But peanut butter can be really high in calories and saturated fat, so choose your brand carefully and watch your portion sizes.
Horror: One tablespoon of Tesco smooth peanut butter, 95 calories and 7.8g fat, 1.1g of which are saturates.
Heaven: One tablespoon of Meridian smooth peanut butter, 89 calories and 6.9g fat, 1.1g of which are saturates. Ok, so that’s not much different to the Tesco one above, as peanut butters have raised their game health-wise in recent years. So it’s all about your portion size, and not spooning it into your mouth straight from the jar.

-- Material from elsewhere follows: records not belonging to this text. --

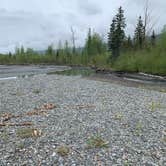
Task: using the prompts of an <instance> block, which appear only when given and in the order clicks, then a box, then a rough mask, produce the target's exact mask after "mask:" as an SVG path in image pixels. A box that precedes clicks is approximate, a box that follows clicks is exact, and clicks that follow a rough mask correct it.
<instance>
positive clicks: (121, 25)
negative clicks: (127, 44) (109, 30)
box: [108, 7, 126, 59]
mask: <svg viewBox="0 0 166 166" xmlns="http://www.w3.org/2000/svg"><path fill="white" fill-rule="evenodd" d="M125 27H126V23H125V17H124V10H123V9H122V7H119V9H118V13H117V14H116V16H115V18H114V19H113V20H112V24H111V28H110V32H109V33H108V48H109V50H111V51H112V56H113V59H116V58H117V57H118V56H119V55H120V49H121V46H122V44H123V40H124V38H125V31H124V30H125Z"/></svg>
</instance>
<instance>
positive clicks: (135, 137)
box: [0, 74, 166, 166]
mask: <svg viewBox="0 0 166 166" xmlns="http://www.w3.org/2000/svg"><path fill="white" fill-rule="evenodd" d="M46 104H47V105H49V104H52V105H53V106H55V107H53V108H51V109H50V108H48V109H47V108H46V107H47V106H46ZM26 123H30V124H32V125H30V126H28V125H27V126H26ZM2 124H4V126H2ZM28 129H30V130H28ZM29 131H34V132H33V133H32V134H30V135H28V132H29ZM26 132H27V133H26ZM21 134H24V135H21ZM24 136H25V137H24ZM95 138H98V140H100V142H102V141H103V144H98V146H97V145H96V146H95V145H94V146H93V143H94V141H92V139H95ZM90 140H91V141H90ZM101 140H102V141H101ZM104 143H105V144H107V146H106V147H105V146H103V145H104ZM90 145H92V146H90ZM61 147H64V148H61ZM65 147H66V149H65ZM60 150H61V151H63V153H62V152H61V151H60ZM6 165H8V166H10V165H15V166H17V165H18V166H19V165H28V166H31V165H36V166H40V165H42V166H45V165H48V166H51V165H58V166H59V165H60V166H63V165H66V166H68V165H69V166H80V165H81V166H93V165H94V166H96V165H98V166H107V165H108V166H112V165H114V166H121V165H122V166H123V165H125V166H129V165H131V166H135V165H136V166H137V165H138V166H164V165H166V93H161V92H156V91H151V90H146V89H141V88H134V87H126V86H122V85H117V84H113V83H108V82H102V81H95V80H88V79H86V78H82V77H81V76H61V75H46V74H39V75H34V76H32V77H27V78H18V79H14V80H1V81H0V166H6Z"/></svg>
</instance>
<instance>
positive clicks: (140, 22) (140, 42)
mask: <svg viewBox="0 0 166 166" xmlns="http://www.w3.org/2000/svg"><path fill="white" fill-rule="evenodd" d="M144 30H145V28H144V25H143V20H142V17H141V16H139V18H138V23H137V26H136V29H135V34H134V44H135V47H139V48H140V49H142V48H143V43H144V40H145V32H144Z"/></svg>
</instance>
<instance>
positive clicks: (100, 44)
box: [85, 29, 107, 57]
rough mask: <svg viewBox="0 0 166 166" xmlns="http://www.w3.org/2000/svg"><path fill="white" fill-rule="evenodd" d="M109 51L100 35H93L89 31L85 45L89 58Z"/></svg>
mask: <svg viewBox="0 0 166 166" xmlns="http://www.w3.org/2000/svg"><path fill="white" fill-rule="evenodd" d="M106 51H107V47H106V44H105V43H104V42H103V40H102V38H101V37H100V35H99V34H98V33H93V34H92V33H91V29H89V32H88V37H87V40H86V43H85V53H86V54H87V55H88V57H92V56H95V55H98V54H102V53H105V52H106Z"/></svg>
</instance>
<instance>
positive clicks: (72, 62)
mask: <svg viewBox="0 0 166 166" xmlns="http://www.w3.org/2000/svg"><path fill="white" fill-rule="evenodd" d="M136 19H137V24H136V25H135V31H134V35H127V34H126V32H125V28H126V26H127V24H126V18H125V11H124V10H123V8H122V7H119V9H118V11H117V14H116V15H115V16H114V18H113V20H112V22H111V24H110V27H108V35H107V40H106V39H103V38H102V37H101V35H100V34H99V33H97V32H95V31H94V30H92V29H91V28H89V30H88V33H87V37H86V40H85V43H84V46H82V47H79V48H78V47H76V45H75V40H74V39H75V38H74V32H73V31H72V32H73V34H72V39H73V40H72V44H69V41H65V42H64V44H62V42H59V45H58V48H57V49H54V47H53V45H52V44H50V45H49V46H48V48H47V50H46V51H44V52H42V53H41V52H38V51H35V50H33V49H32V48H24V46H22V47H21V48H16V49H15V53H11V52H9V53H8V54H6V55H4V54H1V55H0V64H22V65H25V64H50V65H72V66H73V65H78V66H90V67H96V68H105V69H111V70H115V71H126V72H144V73H150V74H156V75H166V26H165V27H163V30H162V31H161V33H159V34H156V33H155V30H154V26H152V27H150V28H149V27H148V23H149V20H148V8H147V10H146V11H145V13H144V15H143V16H139V17H138V18H136Z"/></svg>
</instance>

Back in 2014, Lucozade got in trouble for claiming that Lucozade Sport hydrates and fuels you ‘better than water’ when…well, it doesn’t. Their adverts were pulled and it made the Natural Hydration Council angry.
Lucozade reckons what they meant was that sports drinks can contribute to ‘the maintenance of endurance performance during prolonged endurance exercise’, which is a lot less catchy.
In short, save yourself 140 calories and sip on some water, unless you’re doing a marathon.
Horror: One bottle of orange Lucozade Sport, 140 calories
Heaven: Water. Lovely, lovely water.
Avocado rightly deserves its reputation as a superfood as it’s high in monounsaturated fats (that’s the good kind) and a great source of vitamin E, which strengthens the immune system and helps to keep your skin and eyes healthy.
But it’s also relatively high in calories, with a whole one coming in at around 300 calories depending on the size. That’s not to say that you shouldn’t eat avocado, but just be aware of how much you’re slathering on your avo toast.
Sort-of-Horror: An average whole avocado, 300 calories.
Heaven: Bulk out your guacamole with things like red onion, tomato and spinach.